Michael Hofer taucht in das Leben, Arbeiten und die Kultur Südamerikas ein
ARNREIT/ARGENTINIEN. Erst ein paar Tage vor der Abreise hat sich Michael Hofer für seinen Trip nach Südamerika entschieden. Seit Anfang Juni ist er dort und fühlt sich mittlerweile sehr wohl.

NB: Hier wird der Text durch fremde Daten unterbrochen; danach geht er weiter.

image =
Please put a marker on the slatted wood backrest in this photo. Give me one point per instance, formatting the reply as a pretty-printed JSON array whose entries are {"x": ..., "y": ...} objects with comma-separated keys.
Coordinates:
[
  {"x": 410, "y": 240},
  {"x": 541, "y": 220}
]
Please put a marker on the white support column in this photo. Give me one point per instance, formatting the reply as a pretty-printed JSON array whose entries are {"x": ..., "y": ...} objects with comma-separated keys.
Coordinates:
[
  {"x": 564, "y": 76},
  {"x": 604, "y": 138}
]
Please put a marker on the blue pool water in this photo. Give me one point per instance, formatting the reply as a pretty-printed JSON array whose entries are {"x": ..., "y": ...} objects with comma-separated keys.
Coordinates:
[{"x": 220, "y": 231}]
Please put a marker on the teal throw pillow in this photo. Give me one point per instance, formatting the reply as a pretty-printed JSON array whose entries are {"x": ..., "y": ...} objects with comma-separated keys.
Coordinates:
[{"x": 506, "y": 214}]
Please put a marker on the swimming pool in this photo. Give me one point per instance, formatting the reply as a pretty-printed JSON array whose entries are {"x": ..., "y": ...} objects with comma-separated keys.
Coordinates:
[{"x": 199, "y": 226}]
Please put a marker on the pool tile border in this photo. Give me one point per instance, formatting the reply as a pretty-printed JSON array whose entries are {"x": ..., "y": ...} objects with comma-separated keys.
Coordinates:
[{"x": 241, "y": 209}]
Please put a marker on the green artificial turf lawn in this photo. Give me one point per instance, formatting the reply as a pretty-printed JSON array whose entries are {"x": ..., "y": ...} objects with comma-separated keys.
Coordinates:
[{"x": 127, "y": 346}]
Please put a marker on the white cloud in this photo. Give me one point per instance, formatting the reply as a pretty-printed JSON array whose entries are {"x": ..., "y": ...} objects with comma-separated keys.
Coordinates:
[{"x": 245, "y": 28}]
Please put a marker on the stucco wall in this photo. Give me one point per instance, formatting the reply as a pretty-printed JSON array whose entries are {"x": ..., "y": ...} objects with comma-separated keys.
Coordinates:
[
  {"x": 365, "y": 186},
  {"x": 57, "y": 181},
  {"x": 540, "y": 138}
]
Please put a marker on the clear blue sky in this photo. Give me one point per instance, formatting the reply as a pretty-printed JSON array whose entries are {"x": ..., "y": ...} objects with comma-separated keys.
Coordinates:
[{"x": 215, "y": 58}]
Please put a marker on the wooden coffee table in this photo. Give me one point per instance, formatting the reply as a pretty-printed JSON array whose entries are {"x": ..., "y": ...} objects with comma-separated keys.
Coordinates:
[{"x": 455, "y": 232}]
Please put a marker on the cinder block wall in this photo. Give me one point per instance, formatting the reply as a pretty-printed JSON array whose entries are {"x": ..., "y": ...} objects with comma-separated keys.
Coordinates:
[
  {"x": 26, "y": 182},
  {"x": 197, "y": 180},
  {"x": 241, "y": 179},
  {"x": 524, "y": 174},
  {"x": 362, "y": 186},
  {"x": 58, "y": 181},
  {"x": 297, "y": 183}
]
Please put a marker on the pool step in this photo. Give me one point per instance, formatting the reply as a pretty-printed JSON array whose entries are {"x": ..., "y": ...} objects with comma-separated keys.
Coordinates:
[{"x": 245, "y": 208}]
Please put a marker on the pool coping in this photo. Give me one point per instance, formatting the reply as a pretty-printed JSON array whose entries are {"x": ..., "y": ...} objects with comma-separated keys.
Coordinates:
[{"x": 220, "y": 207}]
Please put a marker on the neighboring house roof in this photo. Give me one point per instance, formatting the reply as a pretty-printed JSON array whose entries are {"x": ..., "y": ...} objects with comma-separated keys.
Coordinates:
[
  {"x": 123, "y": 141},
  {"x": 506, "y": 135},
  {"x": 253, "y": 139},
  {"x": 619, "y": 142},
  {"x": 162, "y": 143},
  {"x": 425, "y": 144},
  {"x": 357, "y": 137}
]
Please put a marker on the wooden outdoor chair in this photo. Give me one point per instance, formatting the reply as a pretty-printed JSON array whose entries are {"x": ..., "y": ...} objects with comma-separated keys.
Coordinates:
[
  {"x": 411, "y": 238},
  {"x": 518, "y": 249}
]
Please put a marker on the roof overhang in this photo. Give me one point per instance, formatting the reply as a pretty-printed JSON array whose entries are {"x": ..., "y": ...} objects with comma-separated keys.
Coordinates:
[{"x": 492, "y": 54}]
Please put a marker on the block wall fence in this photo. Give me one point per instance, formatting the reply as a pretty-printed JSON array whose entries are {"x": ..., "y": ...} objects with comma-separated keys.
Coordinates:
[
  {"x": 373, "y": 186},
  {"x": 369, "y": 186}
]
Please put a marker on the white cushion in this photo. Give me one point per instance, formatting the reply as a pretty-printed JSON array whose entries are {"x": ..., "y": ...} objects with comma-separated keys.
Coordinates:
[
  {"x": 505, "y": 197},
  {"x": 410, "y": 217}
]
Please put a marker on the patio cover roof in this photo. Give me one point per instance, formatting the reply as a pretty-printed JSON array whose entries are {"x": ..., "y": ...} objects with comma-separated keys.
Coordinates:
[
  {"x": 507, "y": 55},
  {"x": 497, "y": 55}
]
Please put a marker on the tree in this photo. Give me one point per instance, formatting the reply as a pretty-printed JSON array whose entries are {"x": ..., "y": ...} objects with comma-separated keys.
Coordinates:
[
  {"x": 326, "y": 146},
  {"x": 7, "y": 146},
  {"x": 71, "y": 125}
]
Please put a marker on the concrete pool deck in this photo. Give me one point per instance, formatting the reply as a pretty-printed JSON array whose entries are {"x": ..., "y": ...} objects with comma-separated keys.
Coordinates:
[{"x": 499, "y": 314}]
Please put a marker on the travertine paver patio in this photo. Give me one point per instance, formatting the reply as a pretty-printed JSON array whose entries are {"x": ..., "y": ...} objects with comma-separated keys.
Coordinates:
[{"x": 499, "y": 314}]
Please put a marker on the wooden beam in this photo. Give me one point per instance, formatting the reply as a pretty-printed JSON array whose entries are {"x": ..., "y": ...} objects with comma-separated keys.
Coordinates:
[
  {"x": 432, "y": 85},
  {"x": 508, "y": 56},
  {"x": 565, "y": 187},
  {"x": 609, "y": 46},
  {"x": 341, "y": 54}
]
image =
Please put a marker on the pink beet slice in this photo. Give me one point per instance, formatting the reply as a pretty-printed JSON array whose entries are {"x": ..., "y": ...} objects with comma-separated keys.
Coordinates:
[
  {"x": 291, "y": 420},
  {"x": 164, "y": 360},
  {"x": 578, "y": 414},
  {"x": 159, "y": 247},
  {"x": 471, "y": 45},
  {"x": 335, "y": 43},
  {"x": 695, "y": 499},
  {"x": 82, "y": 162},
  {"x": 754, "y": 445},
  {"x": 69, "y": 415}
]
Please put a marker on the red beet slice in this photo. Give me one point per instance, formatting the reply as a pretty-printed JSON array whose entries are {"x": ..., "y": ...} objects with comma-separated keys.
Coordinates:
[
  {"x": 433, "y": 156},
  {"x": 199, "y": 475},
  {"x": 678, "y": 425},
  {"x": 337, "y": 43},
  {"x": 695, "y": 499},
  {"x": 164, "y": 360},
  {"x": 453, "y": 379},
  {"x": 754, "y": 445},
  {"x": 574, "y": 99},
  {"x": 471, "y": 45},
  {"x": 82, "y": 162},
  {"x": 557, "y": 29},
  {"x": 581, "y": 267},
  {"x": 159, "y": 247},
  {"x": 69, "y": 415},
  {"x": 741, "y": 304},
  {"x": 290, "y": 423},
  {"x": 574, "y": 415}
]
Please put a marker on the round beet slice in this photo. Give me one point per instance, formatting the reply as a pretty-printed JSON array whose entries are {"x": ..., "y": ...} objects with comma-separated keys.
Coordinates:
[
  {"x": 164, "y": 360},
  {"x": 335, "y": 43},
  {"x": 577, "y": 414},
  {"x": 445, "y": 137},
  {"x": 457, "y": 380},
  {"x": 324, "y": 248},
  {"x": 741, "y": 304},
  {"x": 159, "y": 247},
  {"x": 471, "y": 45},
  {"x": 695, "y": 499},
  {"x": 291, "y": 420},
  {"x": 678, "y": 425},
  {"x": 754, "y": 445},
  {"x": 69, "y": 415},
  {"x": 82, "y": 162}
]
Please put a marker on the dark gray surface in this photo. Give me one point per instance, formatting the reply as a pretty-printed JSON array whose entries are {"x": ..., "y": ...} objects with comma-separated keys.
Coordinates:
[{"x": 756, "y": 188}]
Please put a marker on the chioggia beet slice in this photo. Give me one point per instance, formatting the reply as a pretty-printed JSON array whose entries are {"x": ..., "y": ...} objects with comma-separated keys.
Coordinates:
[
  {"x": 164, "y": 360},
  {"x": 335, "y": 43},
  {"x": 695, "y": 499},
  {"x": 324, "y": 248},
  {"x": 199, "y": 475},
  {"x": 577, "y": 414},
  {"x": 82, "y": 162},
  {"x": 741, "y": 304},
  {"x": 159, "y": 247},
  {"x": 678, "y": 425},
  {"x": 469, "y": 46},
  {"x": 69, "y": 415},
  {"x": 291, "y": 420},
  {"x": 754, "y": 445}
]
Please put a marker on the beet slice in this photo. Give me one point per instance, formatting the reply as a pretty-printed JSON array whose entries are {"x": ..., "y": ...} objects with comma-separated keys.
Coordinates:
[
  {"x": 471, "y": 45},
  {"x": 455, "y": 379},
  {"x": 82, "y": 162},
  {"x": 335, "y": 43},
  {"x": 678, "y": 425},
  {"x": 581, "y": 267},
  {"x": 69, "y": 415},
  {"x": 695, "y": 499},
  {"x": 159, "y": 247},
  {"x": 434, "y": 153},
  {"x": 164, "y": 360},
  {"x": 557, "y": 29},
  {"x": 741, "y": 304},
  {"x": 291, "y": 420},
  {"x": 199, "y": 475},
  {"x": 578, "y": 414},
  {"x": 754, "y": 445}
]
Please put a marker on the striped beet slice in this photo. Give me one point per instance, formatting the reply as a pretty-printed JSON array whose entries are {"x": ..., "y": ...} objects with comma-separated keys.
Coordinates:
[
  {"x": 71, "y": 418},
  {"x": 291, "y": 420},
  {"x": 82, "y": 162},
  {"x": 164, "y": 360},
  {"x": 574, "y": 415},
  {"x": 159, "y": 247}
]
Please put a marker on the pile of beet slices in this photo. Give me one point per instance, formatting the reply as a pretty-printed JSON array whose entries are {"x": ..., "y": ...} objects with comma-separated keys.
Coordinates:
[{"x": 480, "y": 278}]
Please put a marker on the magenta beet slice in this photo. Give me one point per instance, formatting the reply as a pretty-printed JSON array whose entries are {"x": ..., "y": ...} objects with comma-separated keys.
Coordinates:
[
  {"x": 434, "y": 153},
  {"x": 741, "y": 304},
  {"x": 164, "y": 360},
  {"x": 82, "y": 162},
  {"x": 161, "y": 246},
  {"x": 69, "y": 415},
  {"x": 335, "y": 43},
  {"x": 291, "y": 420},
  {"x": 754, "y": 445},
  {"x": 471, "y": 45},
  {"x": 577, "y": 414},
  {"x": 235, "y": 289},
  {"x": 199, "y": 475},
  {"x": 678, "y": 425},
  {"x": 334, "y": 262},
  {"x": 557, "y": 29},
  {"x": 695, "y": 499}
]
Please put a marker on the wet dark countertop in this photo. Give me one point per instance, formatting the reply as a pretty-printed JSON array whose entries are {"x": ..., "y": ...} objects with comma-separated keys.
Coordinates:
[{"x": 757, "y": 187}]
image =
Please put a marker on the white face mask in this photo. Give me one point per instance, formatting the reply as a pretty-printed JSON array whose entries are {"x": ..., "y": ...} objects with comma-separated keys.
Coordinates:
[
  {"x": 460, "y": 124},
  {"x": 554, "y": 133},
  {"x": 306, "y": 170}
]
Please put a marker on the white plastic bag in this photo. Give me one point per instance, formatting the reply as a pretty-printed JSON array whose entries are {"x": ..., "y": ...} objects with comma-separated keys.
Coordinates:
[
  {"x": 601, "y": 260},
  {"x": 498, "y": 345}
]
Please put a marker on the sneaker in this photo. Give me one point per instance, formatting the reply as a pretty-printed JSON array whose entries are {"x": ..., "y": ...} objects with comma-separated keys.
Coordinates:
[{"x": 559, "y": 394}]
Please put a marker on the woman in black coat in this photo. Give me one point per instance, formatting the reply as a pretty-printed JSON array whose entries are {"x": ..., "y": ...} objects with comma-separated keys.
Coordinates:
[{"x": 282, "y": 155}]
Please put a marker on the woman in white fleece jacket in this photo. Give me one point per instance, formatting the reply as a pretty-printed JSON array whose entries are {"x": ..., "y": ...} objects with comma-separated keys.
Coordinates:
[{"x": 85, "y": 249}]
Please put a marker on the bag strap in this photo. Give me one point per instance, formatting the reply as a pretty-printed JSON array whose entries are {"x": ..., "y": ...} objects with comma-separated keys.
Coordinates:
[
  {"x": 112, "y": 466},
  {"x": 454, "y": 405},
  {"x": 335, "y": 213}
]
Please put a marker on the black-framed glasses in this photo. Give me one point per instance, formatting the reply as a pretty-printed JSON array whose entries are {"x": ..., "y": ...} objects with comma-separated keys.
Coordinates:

Momentan ist der junge Arnreiter auf einem Hof am Fuß der südamerikanischen Anden. „Das ist ein Traum!“, schwärmt er begeistert von der Landschaft. Seit gut eineinhalb Monaten arbeitet Michael Hofer im Rahmen des sogenannten WWOOF-Programms auf verschiedenen Farmen und Höfen in Argentinien und reist zwischen den Arbeitsaufenthalten herum. Was er dabei so schön findet, ist, dass er das Land kennenlernt, wie es wirklich ist und nicht aus einem touristischen Blickwinkel: „Als WWOOFer kommst du zu den Leuten, die wirklich in dem Land wohnen.“
Sprachlich von Null auf 100
Bei seiner Ankunft in Argentinien konnte Michael Hofer kaum ein Wort Spanisch – nach einem Crash-Kurs bei einer Studentin in Buenos Aires, auf deren Couch er übernachten durfte, und vielen Begegnungen mit ausschließlich Spanisch-sprechenden Menschen, kann er mittlerweile kommunizieren. „Ich kann auch schon ein paar Schmähs auf Spanisch machen“, lacht er.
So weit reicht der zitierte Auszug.